On July 19, 1994, the HP-1202AC aircraft exploded minutes after takeoff from the Enrique A. Jiménez airport in Colón, killing all 21 people on board. Among the passengers was the alleged terrorist linked to the case. The flight was traveling mainly with businesspeople from the Colón Free Zone and was headed to Panama City.
Why the Panama Case Still Matters
For years, Panamanian investigators considered two main theories: that the bombing was tied to Colombian drug cartels or that it was a terrorist attack carried out by an extremist Islamic group. The case stalled and was closed, but it never disappeared from public memory because of the nature of the attack and the international profile of the victims.
Passengers on the flight included citizens of Panama, Israel, the United States, and Colombia. The tragedy became one of the country’s most troubling unresolved cases and a reminder of the limits Panama faced at the time in investigating attacks with possible international links.
Investigation Reopened
In August 2019, prosecutors asked the Superior Court to reopen the investigation after then-President Juan Carlos Varela received a letter from Israeli Prime Minister Benjamin Netanyahu in November 2017. In that letter, Netanyahu said Israeli intelligence had confirmed that Hizbulá was behind the attack.
In 2020, the FBI issued a wanted notice for Ali Zaki Jalil as a person who could have information about the bombing. The most recent step came on August 22, 2023, when the Superior Court of the First Judicial District authorized the Public Ministry to extend the inquiry until the investigation is exhausted.
Broader Regional Context
Juan Antonio Tejada, who served as first superior prosecutor between 1995 and 2001 and took over after the initial work in Colón, said Panama had little experience with cases of this type and needed international cooperation to move them forward. He noted that Argentina had already been investigating the 1992 bombing of the Israeli embassy in Buenos Aires, which killed 22 people.

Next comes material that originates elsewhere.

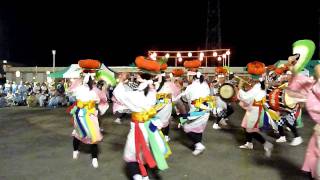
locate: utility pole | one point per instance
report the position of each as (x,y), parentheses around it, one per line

Tejada said it is important that Panama’s Public Ministry was allowed to continue investigating until the case is fully exhausted. He added that in both countries, the pain of the victims’ families has lasted for decades.
The Argentine ruling has revived discussion of terror-linked attacks in the region and the long pursuit of accountability in two cases that continue to shape how Panama and Argentina view security, memory, and justice.